Jaguar men go back for a deal they rejected
By Paul Connew
Strikers at the Jaguar car works went back to work yesterday claiming that they had been “starved out.”
After eleven weeks on strike they have settled for a pay package well below their original claim, and have agreed to virtually the same deal that they had already rejected three times. The strikers will have to wait three years for their pay rises to make up for the wages they lost during the stoppage. The rises average £3 a head.
The decision to return to work, taken at the firm’s Coventry sports ground yesterday, was by 723 votes to 579. After the meeting, strike-committee leader Mick Richards said: “This strike has been starved out. People just could not carry on.”
“Many strikers were already faced with eviction from their homes, and mortgage and hire-purchase debts were piling up.”
He added: “There will be a great deal of bitterness. But many people simply could not stand the financial strain of carrying on without any money coming in. It’s as simple as that.”
Fred Palmer, the transport workers official who has been handling negotiations settlement as ” disappointing.” He said : ” The financial burdens on the strikers have been mounting every week of this dispute.”
“Strike pay has not been paid, and the hardship fund set up has only been able to help a fraction of those in dire difficulties.” The management are just as unhappy at the results of the strike. They have lost nearly £33,000,000 in lost production and sales of their new wonder car, the XJ12.
Jaguar chiefs would not comment last night on suggestions that the price of the XJ12 may have to be increased to help recoup the losses through the strike, the longest in Jaguar’s history. The company had deliberately kept the XJ12’s selling price substantially below that of its two main foreign rivals, the BMW and Mercedes.
As Strike leaders and Jaguar management officials shook hands after yesterday’s meeting, a Jaguar spokesman said: “There is no victory here for anyone. Let us not talk of victory. We just want to get back to making motor cars.”

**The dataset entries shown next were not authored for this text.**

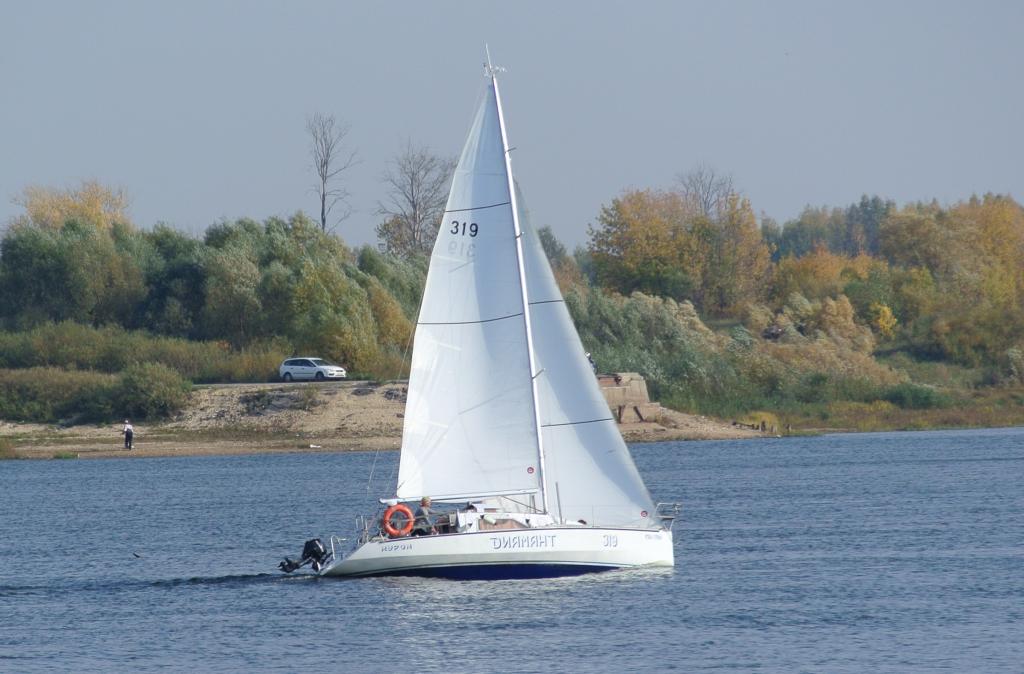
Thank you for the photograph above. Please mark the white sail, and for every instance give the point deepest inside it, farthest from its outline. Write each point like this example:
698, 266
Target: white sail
590, 472
502, 404
469, 426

The new deal guarantees a wage of £44 for a forty hour week. And some trim-shop workers, who already earn £44 a week, will get a £105 lump sum on their return to work. This is virtually the same deal that was rejected a fortnight ago by 652 votes to 397 .
The deal represents a a breakthrough in British Leyland’s struggle to scrap the motor industry’s traditional piecework pay system and replace it with a flat-rate system.
Meanwhile, the company is carrying out special checks on the first 500 XJ12’s which have been standing idle in the picket-bound factory for more than eleven weeks. Once they are given clearance they will at last begin the journey to customers — probably tomorrow.